Para hacer api se necesita:
* haber visto al menos un cactus de corazón viejo, de 10 metros de alto como mínimo.
* apunarse y tener un bollo de coca en la boca.
* sentarse, en el cordón de la vereda, a contemplar la mirada de una chola de no más de un metro cuarenta de alto por tres metros cúbicos de alma.
* Además, dos litros de agua hirviendo, una taza de maíz morado, azúcar, canela y jugo de limón a gusto.
Modo de preparación:
Tocar el cactus con la palma de la mano y sentir el paso del tiempo en la piel (de ambos). Sentarse en cuclillas a sacar uno por uno los cabitos de la la hoja de coca antes de llevarla a la boca. Estremecerse y reflexionar sobre la vida mientras se observa la chola. Mezclar los demás ingredientes revolviendo constantemente para evitar grumos.

jueves, 10 de enero de 2008

Un chico de barrio

Augusto López ochocientos veintiuno. Aroma a flor de naranjo. Esa fue la única vez que fui un chico de barrio.
Mi vieja laburaba en la tan manoseada Secretaría de Agricultura y Ganadería y Recursos Renovables (hoy Agencia Córdoba Ambiente) y mi viejo en la ex ex ex Hidráulica.
En casa, en Bº Gral. Bustos éramos seis: un par de abuelos, otro de padres, mi hemana y yo.
Cada mañana me acompañaba al colegio Alejo Carmen Guzmán la mujer (y a ver quien se anima a decir lo contrario) más bella del barrio. Me llevaba de la mano, cobijando la mía con la suya.
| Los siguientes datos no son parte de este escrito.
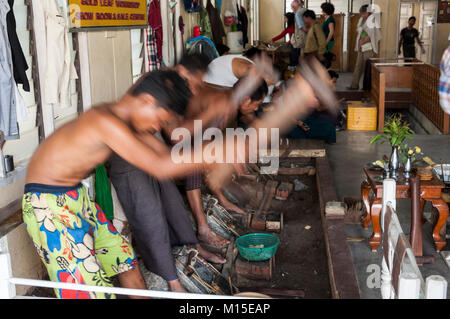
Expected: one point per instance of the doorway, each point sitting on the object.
(425, 13)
El pelo corto y prolijamente pintado de marrón, los ojos delineados de azul y la boca... ¡Qué hermosa boca! Nadie que yo conociera podía tener una boca tan maravillosa como la de mi abuela. Una boca amplia, de labios justos, ni finos ni gruesos. Fucsia. Igual que sus polleras.
Sólo existen dos colores en mi niñez. El fucsia, tan sensual, tan mágico como cada línea y cada ángulo de su rostro.
Y el verde. ¡Cómo vivir en Bº Gral. Bustos en los '80 y no enamorarse del verde!
Tac tac tac... a la tarde mi pelota de básquet nro. 5 golpeaba cada baldoza desde casa hasta el club Atenas. Bien naranja, con puntitos, y con ese olor tan a pelota de básquet. Cuaquiera que haya llorado este deporte, puede reconocerlo.
Iluminado por las anécdotas de mi abuelo Italo, como gran jugador de Atenas de los años '50, iba yo al club de Aguado y Galeotti. Tac tac tac...
Italo caminaba todos los días más de cincuenta cuadras, y yo, cuando no estaba en el club o jugando a tirar csas arriba del techo de casa, lo acompañaba. Como hasta hoy, el hablaba y yo admiraba.
Mientras caminábamos me contaba historias: de básquet, de sus hermanos, de su Rosario natal y otra vez de básquet.
Mi abuelo fue (y a ver quien se anima a decir lo contrario) el único jugador de básquet que nunca perdió un partido por más de dos puntos.
En casa, al terminar el almuerzo, cuando el postre, mi hermana y yo nos sentábamos en el patio y, bajo el sol, disfrutábamos (¡realmente lo hacíamos!) de una cazuela llena de praliné o de crema pastelera helada preparada por la mujer más bella de barrio.
Todo continuaba en la pequeña habitación donde mi abuelo dormía la siesta, subiendo por la escalera del hall.
Para que me durmiese, él contaba cuentos: Anita y Pepito, El Zorro Colorado, Anita y Pepito y El Zorro Colorado, y así todos las siestas.
El Zorro Colorado se robaba jamones de un almacén, y a cambio, el lobo, no se lo comía. Y cuando el zorro, repentinamente, agregaba a su delicioso botín, queso roquefort y salame de la Colonia, yo, sigiloso, me escapaba sin hacer ruido porque mi abuelo se había dormido y, soñando, agrandaba el prontuario gastronómico del pobre zorro.
Y así pasaba mis tardes de chico de barrio, y así las recuerdo, mientras escribo y sostengo en mi mano, una flor de azahar.